SOOKIE: Call her now. Ooh, page her, or page her and have her call my cell phone, and we can sing the money song from Cabaret. You be Liza, I’ll be Joel.
Cabaret is a 1972 musical drama film directed by Bob Fosse, and loosely based on the 1966 Broadway musical Cabaret by John Kander and Fred Ebb; this was adapted from the 1951 play I Am a Camera by John Van Drouten, and the 1939 memoir The Berlin Stories by Christopher Isherwood, which the play was based on.
Set in Berlin during the Weimar Republic of 1931, the film is about a young American named Sally Bowles (Liza Minnelli), and her bohemian life as a cabaret dancer at the Kit Kat Club. The musical shows the growing rise of the Nazi Party, as the club at first harrasses the National Socialists and then eventually allows them to dominate the audience.

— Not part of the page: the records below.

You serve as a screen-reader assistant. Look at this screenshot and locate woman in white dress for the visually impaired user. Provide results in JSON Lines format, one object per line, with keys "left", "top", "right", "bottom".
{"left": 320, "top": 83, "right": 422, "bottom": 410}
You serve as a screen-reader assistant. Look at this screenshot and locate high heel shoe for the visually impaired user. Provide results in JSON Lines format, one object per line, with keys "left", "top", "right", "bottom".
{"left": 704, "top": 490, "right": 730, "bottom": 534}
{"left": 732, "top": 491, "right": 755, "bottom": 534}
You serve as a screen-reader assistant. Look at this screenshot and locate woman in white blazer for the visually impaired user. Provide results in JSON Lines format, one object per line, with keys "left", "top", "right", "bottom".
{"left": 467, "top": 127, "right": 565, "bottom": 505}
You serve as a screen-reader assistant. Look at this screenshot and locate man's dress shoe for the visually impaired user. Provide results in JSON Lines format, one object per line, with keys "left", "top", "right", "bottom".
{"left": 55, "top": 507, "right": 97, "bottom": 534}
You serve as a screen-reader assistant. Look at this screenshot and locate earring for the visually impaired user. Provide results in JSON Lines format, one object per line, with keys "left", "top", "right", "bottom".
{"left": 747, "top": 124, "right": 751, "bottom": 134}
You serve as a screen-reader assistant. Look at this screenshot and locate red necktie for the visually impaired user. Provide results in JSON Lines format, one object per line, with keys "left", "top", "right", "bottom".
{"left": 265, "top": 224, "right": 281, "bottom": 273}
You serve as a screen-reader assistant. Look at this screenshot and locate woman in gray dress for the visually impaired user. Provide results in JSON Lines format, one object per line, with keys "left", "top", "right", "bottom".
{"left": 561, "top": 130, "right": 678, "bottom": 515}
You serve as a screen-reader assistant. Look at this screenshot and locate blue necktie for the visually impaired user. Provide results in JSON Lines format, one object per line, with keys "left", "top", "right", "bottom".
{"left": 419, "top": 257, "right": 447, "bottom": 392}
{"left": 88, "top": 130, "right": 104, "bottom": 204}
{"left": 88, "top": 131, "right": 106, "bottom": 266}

The “money song” from the film is Money, Money, containing the refrain, “Money makes the world go round”. It’s sung by Liza Minelli and Joel Grey, who plays the Master of Ceremonies at the club, and acts as the storyteller of the film.
Cabaret was an immediate box office smash, and received rave reviews from critics as a completely different kind of musical – cynical, kinky, political, and bleak. It was the #7 film of 1972 and received eight Academy Awards, including Best Director, Best Actress for Liza Minelli, and Best Supporting Actor for Joel Grey. It holds the record for the most number of Oscars won by a film that did not win Best Picture. Cabaret is regarded as one of the best musical films of all time, and it turned Liza Minelli into a gay icon.
Cabaret was first released on DVD in 1998, so Lorelai and Sookie might have rented it quite recently.